In conclusion, the Sidamag had three main objectives: to hear non-medical points of view, to present preventive topics and to address a young public. The present analysis showed that these three goals were only partially achieved. The witnesses were very much present and each Sidamag episode gave time for non-medical words. These words were not considered less valuable than those coming from medical experts and were not questioned or analysed by doctors. As such, this represents a tremendous change in comparison to traditional medical magazines. However, the witnesses shown on Sidamag reports used mild words to describe their personal situation and no political statement was ever pronounced by these witnesses, even though many haemophiliacs were dying as a result of the tainted blood scandal. According to Arnaud Marty-Lavauzelle, French AIDES president Sidamag episodes were showing “peaceful AIDS”.42 Although imperfect to his eyes, the health magazine gave significant air time to patients.

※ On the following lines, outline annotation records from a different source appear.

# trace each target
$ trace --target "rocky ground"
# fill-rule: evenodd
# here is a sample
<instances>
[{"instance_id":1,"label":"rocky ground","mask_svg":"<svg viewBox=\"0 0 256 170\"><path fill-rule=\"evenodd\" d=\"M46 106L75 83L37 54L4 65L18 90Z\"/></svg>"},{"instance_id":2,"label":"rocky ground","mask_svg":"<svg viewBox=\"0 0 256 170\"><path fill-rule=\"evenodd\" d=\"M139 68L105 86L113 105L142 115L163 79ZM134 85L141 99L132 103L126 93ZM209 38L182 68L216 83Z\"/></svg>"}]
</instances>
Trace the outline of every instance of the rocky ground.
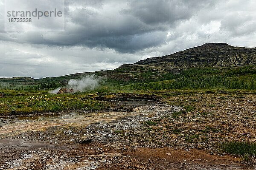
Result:
<instances>
[{"instance_id":1,"label":"rocky ground","mask_svg":"<svg viewBox=\"0 0 256 170\"><path fill-rule=\"evenodd\" d=\"M254 94L165 95L110 102L119 111L1 117L0 169L253 169L218 144L256 141Z\"/></svg>"}]
</instances>

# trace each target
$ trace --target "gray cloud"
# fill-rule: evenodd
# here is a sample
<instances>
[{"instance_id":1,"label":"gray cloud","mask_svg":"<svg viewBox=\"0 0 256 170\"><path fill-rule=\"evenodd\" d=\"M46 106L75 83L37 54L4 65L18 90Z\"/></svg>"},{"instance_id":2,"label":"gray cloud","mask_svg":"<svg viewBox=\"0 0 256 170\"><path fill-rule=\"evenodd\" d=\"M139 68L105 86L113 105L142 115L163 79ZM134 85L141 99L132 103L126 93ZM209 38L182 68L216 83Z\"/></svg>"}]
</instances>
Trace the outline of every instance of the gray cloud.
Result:
<instances>
[{"instance_id":1,"label":"gray cloud","mask_svg":"<svg viewBox=\"0 0 256 170\"><path fill-rule=\"evenodd\" d=\"M112 69L207 42L256 46L253 0L66 0L65 4L64 31L5 32L0 10L0 76Z\"/></svg>"}]
</instances>

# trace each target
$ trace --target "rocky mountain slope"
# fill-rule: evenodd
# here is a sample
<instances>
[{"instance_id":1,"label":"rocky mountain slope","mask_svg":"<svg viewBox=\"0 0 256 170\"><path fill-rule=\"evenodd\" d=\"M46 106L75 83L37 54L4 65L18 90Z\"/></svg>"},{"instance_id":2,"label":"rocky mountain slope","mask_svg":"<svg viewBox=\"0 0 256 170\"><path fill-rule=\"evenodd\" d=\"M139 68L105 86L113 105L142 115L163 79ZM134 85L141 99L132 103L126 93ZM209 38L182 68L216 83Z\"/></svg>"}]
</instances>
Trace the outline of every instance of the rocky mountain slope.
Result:
<instances>
[{"instance_id":1,"label":"rocky mountain slope","mask_svg":"<svg viewBox=\"0 0 256 170\"><path fill-rule=\"evenodd\" d=\"M179 74L191 72L191 69L208 71L210 69L214 71L220 69L253 65L256 65L256 48L233 47L226 43L213 43L170 55L149 58L133 64L123 65L114 70L39 79L0 78L0 83L10 82L24 84L26 82L29 84L38 84L54 82L66 83L70 79L79 79L87 74L94 74L106 78L111 84L124 85L174 79Z\"/></svg>"}]
</instances>

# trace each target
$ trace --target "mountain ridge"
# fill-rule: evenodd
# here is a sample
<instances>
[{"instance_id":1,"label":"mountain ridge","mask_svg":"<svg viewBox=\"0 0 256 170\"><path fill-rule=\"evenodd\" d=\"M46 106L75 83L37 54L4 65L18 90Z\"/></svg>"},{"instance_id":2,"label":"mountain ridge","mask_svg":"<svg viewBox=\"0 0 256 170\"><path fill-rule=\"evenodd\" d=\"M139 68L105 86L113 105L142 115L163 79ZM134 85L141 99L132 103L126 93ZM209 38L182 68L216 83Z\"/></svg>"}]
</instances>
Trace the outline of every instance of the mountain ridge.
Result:
<instances>
[{"instance_id":1,"label":"mountain ridge","mask_svg":"<svg viewBox=\"0 0 256 170\"><path fill-rule=\"evenodd\" d=\"M222 43L206 43L134 64L173 68L241 66L256 64L256 48L234 47Z\"/></svg>"},{"instance_id":2,"label":"mountain ridge","mask_svg":"<svg viewBox=\"0 0 256 170\"><path fill-rule=\"evenodd\" d=\"M256 48L234 47L227 43L206 43L164 56L148 58L134 64L124 64L113 70L84 72L54 77L0 78L0 82L29 82L32 84L55 82L66 83L71 79L88 74L106 77L115 84L151 82L173 79L189 68L229 69L256 65Z\"/></svg>"}]
</instances>

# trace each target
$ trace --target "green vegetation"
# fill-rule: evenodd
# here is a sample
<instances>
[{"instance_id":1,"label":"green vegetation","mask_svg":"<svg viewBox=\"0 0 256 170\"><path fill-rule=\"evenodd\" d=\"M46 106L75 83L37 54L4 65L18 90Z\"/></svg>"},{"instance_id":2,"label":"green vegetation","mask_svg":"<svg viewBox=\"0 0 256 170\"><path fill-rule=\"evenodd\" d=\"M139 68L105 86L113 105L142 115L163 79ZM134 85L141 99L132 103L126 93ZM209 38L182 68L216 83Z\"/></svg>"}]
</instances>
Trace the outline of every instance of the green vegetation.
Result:
<instances>
[{"instance_id":1,"label":"green vegetation","mask_svg":"<svg viewBox=\"0 0 256 170\"><path fill-rule=\"evenodd\" d=\"M181 77L174 80L139 83L131 85L137 90L157 90L182 88L232 89L256 89L256 80L248 83L238 79L230 79L221 75L204 76L199 77Z\"/></svg>"},{"instance_id":2,"label":"green vegetation","mask_svg":"<svg viewBox=\"0 0 256 170\"><path fill-rule=\"evenodd\" d=\"M93 100L85 93L49 94L44 91L5 91L0 93L0 115L21 114L69 110L107 110L108 105Z\"/></svg>"},{"instance_id":3,"label":"green vegetation","mask_svg":"<svg viewBox=\"0 0 256 170\"><path fill-rule=\"evenodd\" d=\"M251 165L255 163L256 143L247 142L226 142L220 144L220 150L241 157L242 163Z\"/></svg>"},{"instance_id":4,"label":"green vegetation","mask_svg":"<svg viewBox=\"0 0 256 170\"><path fill-rule=\"evenodd\" d=\"M247 142L230 141L221 144L221 150L235 155L244 156L247 154L254 156L256 154L256 143Z\"/></svg>"}]
</instances>

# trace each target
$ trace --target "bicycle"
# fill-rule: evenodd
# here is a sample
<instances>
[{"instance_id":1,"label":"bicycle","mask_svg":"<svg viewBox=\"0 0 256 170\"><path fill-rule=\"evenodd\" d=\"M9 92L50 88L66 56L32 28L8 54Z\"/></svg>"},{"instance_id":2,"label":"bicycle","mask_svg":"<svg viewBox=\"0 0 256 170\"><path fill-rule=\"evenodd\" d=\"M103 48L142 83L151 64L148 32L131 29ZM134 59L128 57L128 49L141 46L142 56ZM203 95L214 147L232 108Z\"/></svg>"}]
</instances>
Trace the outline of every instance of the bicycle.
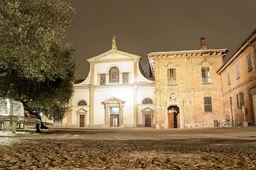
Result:
<instances>
[{"instance_id":1,"label":"bicycle","mask_svg":"<svg viewBox=\"0 0 256 170\"><path fill-rule=\"evenodd\" d=\"M227 127L228 127L228 125L230 125L230 124L231 124L231 126L232 126L232 127L235 127L235 121L233 121L233 118L231 118L230 119L226 119L225 120L225 121L223 121L223 122L221 122L221 126L222 126L222 127L223 127L223 128L227 128Z\"/></svg>"}]
</instances>

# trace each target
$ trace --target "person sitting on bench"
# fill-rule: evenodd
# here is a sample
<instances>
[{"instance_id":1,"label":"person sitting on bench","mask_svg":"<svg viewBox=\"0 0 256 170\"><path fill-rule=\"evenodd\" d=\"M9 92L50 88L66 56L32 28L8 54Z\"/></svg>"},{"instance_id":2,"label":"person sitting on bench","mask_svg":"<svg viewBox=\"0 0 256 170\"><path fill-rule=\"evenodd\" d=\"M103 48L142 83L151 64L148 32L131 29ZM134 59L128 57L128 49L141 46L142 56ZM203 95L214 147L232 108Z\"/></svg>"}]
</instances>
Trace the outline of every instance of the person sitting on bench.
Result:
<instances>
[{"instance_id":1,"label":"person sitting on bench","mask_svg":"<svg viewBox=\"0 0 256 170\"><path fill-rule=\"evenodd\" d=\"M49 129L48 127L45 126L45 124L43 124L42 121L42 119L41 118L40 114L37 112L37 111L31 111L27 105L27 103L28 102L28 96L26 95L22 95L21 98L21 102L23 104L24 107L24 110L25 111L24 112L24 116L25 117L29 117L31 118L36 118L41 120L41 129ZM39 124L36 124L36 132L38 133L41 133L42 131L40 131L39 128Z\"/></svg>"}]
</instances>

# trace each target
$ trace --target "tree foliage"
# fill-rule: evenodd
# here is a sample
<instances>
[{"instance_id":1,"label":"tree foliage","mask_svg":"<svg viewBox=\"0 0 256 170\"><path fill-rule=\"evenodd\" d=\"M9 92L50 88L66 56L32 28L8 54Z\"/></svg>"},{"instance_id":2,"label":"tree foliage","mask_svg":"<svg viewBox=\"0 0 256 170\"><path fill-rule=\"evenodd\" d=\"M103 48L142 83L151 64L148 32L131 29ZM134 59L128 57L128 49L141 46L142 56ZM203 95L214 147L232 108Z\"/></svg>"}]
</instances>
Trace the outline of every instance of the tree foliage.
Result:
<instances>
[{"instance_id":1,"label":"tree foliage","mask_svg":"<svg viewBox=\"0 0 256 170\"><path fill-rule=\"evenodd\" d=\"M63 117L76 66L74 50L61 40L75 13L60 0L0 1L1 97L27 94L33 108Z\"/></svg>"}]
</instances>

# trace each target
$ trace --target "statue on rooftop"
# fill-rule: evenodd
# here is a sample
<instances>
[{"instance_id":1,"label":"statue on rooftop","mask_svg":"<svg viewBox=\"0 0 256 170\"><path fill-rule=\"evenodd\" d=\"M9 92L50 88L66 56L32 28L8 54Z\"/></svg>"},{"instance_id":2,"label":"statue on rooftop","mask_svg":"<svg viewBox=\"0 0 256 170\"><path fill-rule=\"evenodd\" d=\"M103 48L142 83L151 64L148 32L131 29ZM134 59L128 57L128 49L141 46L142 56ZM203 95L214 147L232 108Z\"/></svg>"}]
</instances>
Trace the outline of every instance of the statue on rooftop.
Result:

Sidamag was tailored for a young public, however, the content analysis showed that a mere 14 per cent of the reports were specifically targeted to young people and the Sidamag evolution to Vivre avec… totally abandoned this objective with the first episode dealing with Alzheimer’s. Overall, however the Sidamag format could have been a model for television health programmes to give more place and power to health democracy, but perhaps two years were not sufficient to lead to a paradigm shift.
As for the Sidamag impact on prevention, it is impossible to evaluate. It is even harder than appreciating television reception. However, what we can draw from this is that Sidamag is a revealing example of the way television producers and managers see viewers. They strongly believed that television public is willing and ready to change their behaviour when and if the right information is given to them.